Domenica 12, una volta arrivata a Barcellona, mi sono diretta in treno verso Arenys de Munt, una località immersa nella macchia mediterranea, a circa un’ora di mezzi pubblici dalla grande metropoli.

Arrivata in collina, dove si trova la sede dell’Art Print Residence, vengo accolta da Jordi, membro del team, che mi conduce negli appartamenti destinati agli ospiti dei corsi, attrezzati per garantire tutti i confort necessari. La domenica sera è spesso il momento dell’arrivo degli ospiti che seguiranno i corsi della settimana, e così a poco a poco faccio conoscenza di tutte le partecipanti ai corsi dell’APR. Si è presto creata un’atmosfera inclusiva in cui abbiamo potuto socializzare e conoscerci nell'accogliente salotto dell'appartamento. Qui ognuna ha raccontato i motivi che l’hanno portata all’APR e per me è stata anche l’occasione per parlare dei progetti e delle attività promossi all’interno del Fablab. 

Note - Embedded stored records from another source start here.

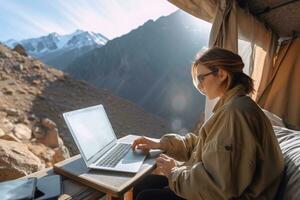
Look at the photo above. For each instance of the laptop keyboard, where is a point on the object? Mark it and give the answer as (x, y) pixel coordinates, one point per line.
(114, 156)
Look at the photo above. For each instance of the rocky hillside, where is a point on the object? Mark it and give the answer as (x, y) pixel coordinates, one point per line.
(33, 97)
(151, 66)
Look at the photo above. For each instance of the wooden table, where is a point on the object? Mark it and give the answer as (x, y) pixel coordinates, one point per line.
(79, 180)
(71, 190)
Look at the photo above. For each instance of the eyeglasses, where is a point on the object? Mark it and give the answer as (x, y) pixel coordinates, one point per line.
(201, 77)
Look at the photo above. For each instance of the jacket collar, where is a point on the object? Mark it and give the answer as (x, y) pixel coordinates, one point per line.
(238, 90)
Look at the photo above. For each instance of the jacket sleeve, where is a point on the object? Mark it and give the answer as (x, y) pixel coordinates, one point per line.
(227, 166)
(179, 147)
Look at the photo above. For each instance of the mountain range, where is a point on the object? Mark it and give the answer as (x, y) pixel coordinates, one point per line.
(59, 50)
(151, 66)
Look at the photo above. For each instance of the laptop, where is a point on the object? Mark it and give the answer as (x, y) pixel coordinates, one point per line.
(97, 142)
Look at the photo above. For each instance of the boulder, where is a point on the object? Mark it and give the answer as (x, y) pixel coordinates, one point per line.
(10, 137)
(17, 161)
(20, 49)
(6, 125)
(22, 132)
(12, 112)
(7, 91)
(38, 132)
(19, 67)
(2, 133)
(51, 139)
(48, 123)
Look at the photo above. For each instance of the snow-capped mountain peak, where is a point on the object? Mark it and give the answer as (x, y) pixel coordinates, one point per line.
(56, 42)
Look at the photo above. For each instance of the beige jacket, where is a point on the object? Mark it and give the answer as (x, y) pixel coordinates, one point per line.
(235, 155)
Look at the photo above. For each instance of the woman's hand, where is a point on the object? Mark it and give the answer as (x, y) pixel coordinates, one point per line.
(165, 165)
(145, 144)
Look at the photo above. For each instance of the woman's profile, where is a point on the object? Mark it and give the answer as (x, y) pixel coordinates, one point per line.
(235, 155)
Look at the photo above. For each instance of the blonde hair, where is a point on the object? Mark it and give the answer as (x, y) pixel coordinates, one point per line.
(218, 58)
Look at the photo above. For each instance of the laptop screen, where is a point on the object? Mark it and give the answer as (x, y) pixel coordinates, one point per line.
(91, 128)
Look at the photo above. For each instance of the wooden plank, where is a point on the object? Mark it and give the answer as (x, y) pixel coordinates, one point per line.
(114, 183)
(70, 189)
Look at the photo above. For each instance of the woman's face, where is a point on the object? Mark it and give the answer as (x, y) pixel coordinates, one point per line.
(210, 84)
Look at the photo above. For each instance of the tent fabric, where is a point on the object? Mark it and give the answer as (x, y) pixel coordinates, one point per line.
(281, 95)
(229, 24)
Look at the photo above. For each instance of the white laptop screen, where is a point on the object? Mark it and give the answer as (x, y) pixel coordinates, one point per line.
(91, 128)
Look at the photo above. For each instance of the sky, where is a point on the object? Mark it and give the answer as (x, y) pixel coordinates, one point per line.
(22, 19)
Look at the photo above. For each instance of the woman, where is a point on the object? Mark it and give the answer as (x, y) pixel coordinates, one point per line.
(235, 155)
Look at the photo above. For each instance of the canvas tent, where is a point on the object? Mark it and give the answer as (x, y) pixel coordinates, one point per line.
(269, 29)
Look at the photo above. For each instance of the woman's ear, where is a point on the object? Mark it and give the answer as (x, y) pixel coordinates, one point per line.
(223, 75)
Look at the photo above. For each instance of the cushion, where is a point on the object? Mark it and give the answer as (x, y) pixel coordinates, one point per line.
(289, 141)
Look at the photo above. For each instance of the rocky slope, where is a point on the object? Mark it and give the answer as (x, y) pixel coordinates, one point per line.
(151, 66)
(33, 97)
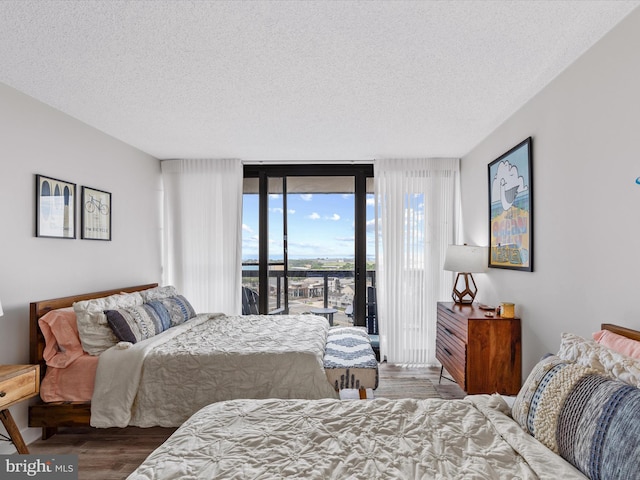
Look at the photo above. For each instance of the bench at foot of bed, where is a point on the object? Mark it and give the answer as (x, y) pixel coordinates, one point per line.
(349, 360)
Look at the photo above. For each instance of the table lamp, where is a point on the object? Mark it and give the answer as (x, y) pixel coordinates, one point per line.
(465, 260)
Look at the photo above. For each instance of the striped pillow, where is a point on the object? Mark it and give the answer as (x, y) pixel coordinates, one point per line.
(138, 323)
(179, 308)
(599, 426)
(590, 420)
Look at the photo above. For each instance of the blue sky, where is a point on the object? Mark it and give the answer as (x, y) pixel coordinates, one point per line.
(319, 225)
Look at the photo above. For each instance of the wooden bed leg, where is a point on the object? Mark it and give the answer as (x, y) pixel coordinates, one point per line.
(48, 432)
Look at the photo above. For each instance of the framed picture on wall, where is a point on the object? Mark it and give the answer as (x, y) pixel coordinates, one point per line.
(511, 209)
(96, 214)
(55, 208)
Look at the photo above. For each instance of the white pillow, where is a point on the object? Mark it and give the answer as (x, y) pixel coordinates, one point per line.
(158, 293)
(95, 334)
(606, 361)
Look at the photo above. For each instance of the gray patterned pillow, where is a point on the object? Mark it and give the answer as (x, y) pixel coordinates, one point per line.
(180, 310)
(138, 323)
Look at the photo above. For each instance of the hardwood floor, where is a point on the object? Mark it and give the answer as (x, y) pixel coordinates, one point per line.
(113, 453)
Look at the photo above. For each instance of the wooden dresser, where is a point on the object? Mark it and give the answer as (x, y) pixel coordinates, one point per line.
(482, 354)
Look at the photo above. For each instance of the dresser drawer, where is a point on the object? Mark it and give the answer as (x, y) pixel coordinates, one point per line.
(452, 353)
(18, 387)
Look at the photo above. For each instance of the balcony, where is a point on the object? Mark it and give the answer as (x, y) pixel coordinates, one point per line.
(310, 289)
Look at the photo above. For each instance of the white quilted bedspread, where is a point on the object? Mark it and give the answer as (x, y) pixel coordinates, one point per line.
(333, 439)
(165, 379)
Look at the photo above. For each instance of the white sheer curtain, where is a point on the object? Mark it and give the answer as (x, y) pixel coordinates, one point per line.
(418, 214)
(203, 232)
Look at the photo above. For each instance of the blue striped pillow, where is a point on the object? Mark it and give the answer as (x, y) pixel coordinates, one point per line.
(179, 308)
(598, 428)
(138, 323)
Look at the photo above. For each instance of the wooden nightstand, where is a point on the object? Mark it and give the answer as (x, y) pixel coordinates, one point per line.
(17, 383)
(482, 353)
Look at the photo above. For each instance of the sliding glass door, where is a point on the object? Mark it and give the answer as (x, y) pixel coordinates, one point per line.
(305, 239)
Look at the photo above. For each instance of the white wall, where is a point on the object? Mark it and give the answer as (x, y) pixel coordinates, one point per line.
(586, 159)
(37, 139)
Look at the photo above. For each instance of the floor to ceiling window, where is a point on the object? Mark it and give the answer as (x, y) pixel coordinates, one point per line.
(308, 241)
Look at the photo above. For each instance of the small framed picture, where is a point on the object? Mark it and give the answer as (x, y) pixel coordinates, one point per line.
(96, 214)
(511, 209)
(55, 208)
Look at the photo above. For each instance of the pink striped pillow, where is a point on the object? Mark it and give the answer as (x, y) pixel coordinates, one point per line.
(618, 343)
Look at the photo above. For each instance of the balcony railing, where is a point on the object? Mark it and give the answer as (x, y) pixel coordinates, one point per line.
(333, 289)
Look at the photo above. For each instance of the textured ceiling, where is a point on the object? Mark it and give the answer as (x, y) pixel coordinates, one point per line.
(295, 80)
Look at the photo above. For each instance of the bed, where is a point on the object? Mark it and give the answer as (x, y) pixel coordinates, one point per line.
(577, 416)
(175, 361)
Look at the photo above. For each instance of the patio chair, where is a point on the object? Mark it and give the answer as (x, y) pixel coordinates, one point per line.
(250, 303)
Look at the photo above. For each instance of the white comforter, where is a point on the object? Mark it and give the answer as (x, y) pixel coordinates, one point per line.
(163, 380)
(376, 439)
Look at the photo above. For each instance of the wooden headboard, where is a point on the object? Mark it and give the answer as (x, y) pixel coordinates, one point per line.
(625, 332)
(38, 309)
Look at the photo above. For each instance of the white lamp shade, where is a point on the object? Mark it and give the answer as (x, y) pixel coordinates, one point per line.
(466, 258)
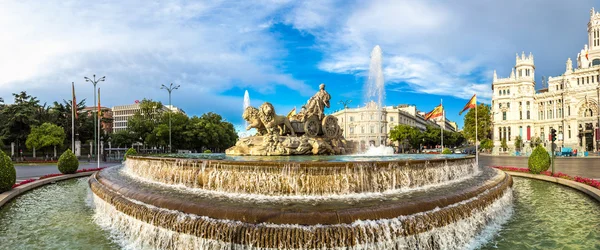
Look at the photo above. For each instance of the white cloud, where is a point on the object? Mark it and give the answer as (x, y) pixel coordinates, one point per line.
(207, 47)
(447, 48)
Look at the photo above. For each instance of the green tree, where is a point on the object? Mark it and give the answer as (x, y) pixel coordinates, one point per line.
(535, 141)
(144, 121)
(84, 124)
(486, 144)
(402, 134)
(17, 119)
(518, 143)
(122, 138)
(68, 163)
(483, 123)
(539, 160)
(44, 136)
(179, 124)
(210, 132)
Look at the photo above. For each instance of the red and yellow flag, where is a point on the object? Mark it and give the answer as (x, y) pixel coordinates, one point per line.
(99, 107)
(587, 54)
(291, 113)
(436, 112)
(74, 104)
(471, 104)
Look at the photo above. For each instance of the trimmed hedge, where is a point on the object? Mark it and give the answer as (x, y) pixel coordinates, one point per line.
(68, 163)
(8, 174)
(539, 161)
(130, 151)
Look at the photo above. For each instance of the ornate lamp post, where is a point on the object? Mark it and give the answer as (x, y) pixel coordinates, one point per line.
(95, 81)
(170, 89)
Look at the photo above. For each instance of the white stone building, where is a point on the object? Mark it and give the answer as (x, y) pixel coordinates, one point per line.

Siamo tutte curiose ed emozionate per quello che ci attenderà il giorno successivo.

Giorno 1 - 13/04/26

Attività: 

  • Visita ad Arenys de Munt per la spesa della settimana 

  • Inizio del corso e introduzione alla tecnica della Mokulito

Lunedì mattina conosciamo Claudia, anche lei parte del team dell’Art Print Residence, che ci offre un passaggio per Arenys de Munt in modo da poter fare la spesa per la settimana. Poter andare con lei al mercato, conoscere i suoi banchi e i negozi di fiducia, è stato per me un grande regalo che mi ha restituito una dimensione di quotidianità e familiarità.

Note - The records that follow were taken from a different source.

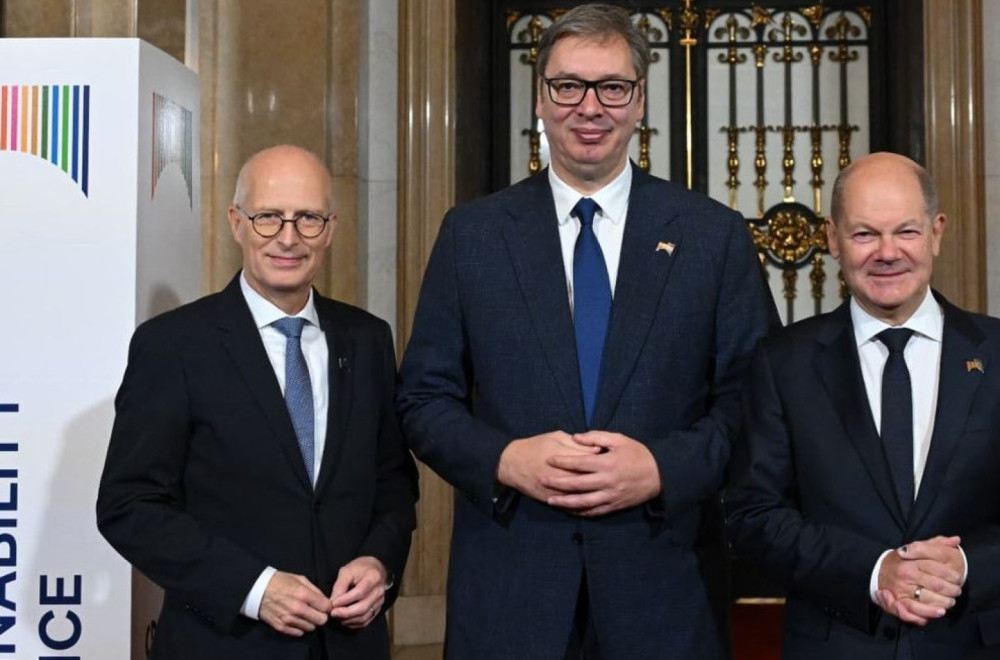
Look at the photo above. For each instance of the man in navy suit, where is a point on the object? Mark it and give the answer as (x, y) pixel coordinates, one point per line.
(581, 395)
(256, 470)
(868, 482)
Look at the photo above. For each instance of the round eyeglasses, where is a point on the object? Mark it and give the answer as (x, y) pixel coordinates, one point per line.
(610, 93)
(268, 224)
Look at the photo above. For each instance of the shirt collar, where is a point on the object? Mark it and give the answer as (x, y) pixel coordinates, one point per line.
(612, 198)
(927, 320)
(265, 312)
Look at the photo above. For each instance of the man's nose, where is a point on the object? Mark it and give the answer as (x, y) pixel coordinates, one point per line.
(888, 249)
(590, 105)
(288, 235)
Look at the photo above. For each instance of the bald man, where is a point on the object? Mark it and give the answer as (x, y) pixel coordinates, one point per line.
(256, 469)
(868, 481)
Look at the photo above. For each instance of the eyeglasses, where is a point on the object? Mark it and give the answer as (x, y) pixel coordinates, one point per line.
(572, 91)
(269, 224)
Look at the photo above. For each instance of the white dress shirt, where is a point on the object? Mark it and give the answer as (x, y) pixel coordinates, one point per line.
(316, 352)
(609, 221)
(923, 360)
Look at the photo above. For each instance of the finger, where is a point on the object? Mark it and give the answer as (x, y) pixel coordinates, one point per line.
(935, 600)
(936, 548)
(598, 438)
(581, 501)
(935, 575)
(361, 609)
(575, 483)
(568, 443)
(576, 462)
(912, 610)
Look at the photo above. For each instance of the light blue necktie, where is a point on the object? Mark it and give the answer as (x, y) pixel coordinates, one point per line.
(591, 303)
(298, 388)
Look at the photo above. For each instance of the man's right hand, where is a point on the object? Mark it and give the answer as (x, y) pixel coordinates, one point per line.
(933, 566)
(525, 462)
(293, 605)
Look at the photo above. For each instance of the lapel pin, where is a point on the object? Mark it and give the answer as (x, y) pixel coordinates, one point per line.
(975, 364)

Dopo le commissioni siamo rientrate all’APR, dove, una volta scese in laboratorio, abbiamo ritrovato Jordi e conosciuto Ariadna: la docente che avrebbe tenuto il corso completo di Mokulito per me e un’altra partecipante.

Abbiamo iniziato con un’introduzione alla tecnica, nella quale ci sono state fornite informazioni sui materiali più adatti, la loro applicazione e i diversi modi in cui la tecnica può essere declinata. La Mokulito è una tecnica relativamente nuova, nata in Giappone come alternativa alla litografia tradizionale occidentale. Si tratta di una tecnica non tossica e più sostenibile da un punto di vista ambientale, come molte delle tecniche incisorie nate negli ultimi decenni. La matrice utilizzata è in legno e la stampa restituisce segni quasi pittorici e una graduale accentuazione della fibra del legno, che in qualità di materia organica muta a ogni stampa della tiratura. 

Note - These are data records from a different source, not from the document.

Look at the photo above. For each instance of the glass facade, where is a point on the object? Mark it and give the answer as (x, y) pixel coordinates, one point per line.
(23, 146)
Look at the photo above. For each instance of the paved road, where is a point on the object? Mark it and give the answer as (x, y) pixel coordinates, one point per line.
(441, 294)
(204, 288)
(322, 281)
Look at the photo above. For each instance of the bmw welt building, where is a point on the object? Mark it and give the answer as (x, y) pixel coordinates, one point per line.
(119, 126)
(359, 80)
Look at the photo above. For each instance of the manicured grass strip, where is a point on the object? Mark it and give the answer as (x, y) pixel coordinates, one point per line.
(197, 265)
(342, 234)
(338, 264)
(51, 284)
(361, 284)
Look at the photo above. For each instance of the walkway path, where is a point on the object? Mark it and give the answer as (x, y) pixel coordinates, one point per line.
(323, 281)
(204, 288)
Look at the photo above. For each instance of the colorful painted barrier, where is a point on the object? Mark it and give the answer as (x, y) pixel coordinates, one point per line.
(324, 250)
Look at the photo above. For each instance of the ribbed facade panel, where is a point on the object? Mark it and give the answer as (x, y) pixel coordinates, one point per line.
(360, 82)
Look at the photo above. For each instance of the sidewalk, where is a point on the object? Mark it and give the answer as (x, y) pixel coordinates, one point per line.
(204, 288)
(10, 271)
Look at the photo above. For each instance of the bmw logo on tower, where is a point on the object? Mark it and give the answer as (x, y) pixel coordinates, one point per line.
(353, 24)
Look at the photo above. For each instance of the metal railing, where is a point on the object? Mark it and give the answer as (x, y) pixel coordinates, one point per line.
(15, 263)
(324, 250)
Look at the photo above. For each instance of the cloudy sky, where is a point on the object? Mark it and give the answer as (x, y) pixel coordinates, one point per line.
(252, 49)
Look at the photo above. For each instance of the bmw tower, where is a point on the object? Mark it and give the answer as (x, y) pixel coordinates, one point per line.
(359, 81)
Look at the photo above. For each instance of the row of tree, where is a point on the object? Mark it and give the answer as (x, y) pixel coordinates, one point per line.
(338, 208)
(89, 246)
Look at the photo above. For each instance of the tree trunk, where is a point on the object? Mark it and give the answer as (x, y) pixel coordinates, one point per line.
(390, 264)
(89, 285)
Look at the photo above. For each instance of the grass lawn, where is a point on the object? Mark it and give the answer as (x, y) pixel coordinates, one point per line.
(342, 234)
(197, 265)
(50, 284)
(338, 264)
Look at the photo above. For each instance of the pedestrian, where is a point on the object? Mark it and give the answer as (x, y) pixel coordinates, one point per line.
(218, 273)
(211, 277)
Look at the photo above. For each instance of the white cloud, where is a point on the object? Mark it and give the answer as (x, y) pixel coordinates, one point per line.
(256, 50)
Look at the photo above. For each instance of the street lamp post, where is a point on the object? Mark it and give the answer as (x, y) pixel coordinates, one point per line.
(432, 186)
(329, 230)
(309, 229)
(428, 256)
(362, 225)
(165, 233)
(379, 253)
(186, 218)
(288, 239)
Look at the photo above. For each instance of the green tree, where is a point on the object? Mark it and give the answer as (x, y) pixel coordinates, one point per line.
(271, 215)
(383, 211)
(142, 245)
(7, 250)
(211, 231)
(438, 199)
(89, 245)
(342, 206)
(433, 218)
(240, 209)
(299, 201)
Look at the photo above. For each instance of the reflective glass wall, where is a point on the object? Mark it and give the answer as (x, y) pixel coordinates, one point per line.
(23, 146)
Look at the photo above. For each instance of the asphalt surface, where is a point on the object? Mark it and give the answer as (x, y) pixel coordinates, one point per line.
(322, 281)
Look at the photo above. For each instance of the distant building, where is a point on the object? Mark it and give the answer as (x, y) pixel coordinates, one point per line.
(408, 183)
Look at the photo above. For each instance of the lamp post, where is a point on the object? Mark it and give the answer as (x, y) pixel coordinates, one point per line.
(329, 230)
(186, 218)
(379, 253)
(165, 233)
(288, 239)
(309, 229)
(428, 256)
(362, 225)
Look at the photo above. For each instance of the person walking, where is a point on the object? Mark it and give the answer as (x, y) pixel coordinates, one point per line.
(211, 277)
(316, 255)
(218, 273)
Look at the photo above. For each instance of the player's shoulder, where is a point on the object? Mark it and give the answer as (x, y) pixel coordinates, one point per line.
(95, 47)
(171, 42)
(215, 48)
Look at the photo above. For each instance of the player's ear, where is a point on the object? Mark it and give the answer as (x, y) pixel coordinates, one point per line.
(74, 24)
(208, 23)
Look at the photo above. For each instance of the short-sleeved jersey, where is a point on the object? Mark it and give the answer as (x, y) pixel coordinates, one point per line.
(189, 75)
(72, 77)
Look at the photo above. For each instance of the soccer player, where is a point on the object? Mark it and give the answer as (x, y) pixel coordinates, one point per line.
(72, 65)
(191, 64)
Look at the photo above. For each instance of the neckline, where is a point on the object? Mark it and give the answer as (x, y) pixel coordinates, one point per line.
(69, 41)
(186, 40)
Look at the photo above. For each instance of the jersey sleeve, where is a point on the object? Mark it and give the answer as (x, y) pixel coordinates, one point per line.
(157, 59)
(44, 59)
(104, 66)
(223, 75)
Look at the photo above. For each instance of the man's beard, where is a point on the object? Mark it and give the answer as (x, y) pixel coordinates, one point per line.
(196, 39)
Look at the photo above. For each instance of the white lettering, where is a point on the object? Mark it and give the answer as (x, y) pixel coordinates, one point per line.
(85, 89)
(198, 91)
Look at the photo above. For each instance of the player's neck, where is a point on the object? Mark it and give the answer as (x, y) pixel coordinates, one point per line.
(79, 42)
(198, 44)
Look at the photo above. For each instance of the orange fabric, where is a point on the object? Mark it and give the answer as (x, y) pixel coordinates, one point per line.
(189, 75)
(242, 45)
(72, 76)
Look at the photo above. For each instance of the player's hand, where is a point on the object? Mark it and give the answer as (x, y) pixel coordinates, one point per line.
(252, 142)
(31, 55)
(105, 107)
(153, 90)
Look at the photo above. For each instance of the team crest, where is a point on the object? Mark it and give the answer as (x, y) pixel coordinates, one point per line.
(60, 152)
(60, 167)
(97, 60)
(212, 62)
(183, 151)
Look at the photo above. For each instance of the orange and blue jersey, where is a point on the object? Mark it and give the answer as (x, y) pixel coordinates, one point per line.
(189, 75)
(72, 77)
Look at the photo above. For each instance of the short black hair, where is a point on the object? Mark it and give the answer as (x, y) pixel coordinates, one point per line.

Ariadna ci spiega che questa tecnica può essere abbinata anche alla xilografia e alla chine collé, un tema che approfondiremo il giorno successivo. 


 
Alcuni scorci dell’Art Print Residence 

 

Il pomeriggio è dedicato a una prima sperimentazione della tecnica.

La matrice va prima di tutto levigata con carta vetrata 220 e 360 gr. Dopo di che si può passare al disegno. Io mi sono cimentata nel testare tutti i materiali che avevamo a disposizione, per poter avere un panorama più chiaro di cosa avrei voluto utilizzare su una successiva matrice. Ho sperimentato con diversi tipi di chine, smalti e penne indelebili. La matrice, una volta terminato il disegno, va impregnata di gommalacca e lasciata a riposo da uno a tre giorni, in modo che ne possa assorbire il più possibile le proprietà. Per questo motivo la preparazione e la stampa della matrice avverranno in giorni alterni.

L’atmosfera in laboratorio è estremamente accogliente, le mie colleghe, ognuna proveniente da un paese diverso, mi hanno permesso di conoscere la loro visione della stampa attraverso il loro vissuto e le loro passioni, mentre i nostri tutor sono stati sempre estremamente disponibili e pronti a rispondere a ogni domanda o dubbio.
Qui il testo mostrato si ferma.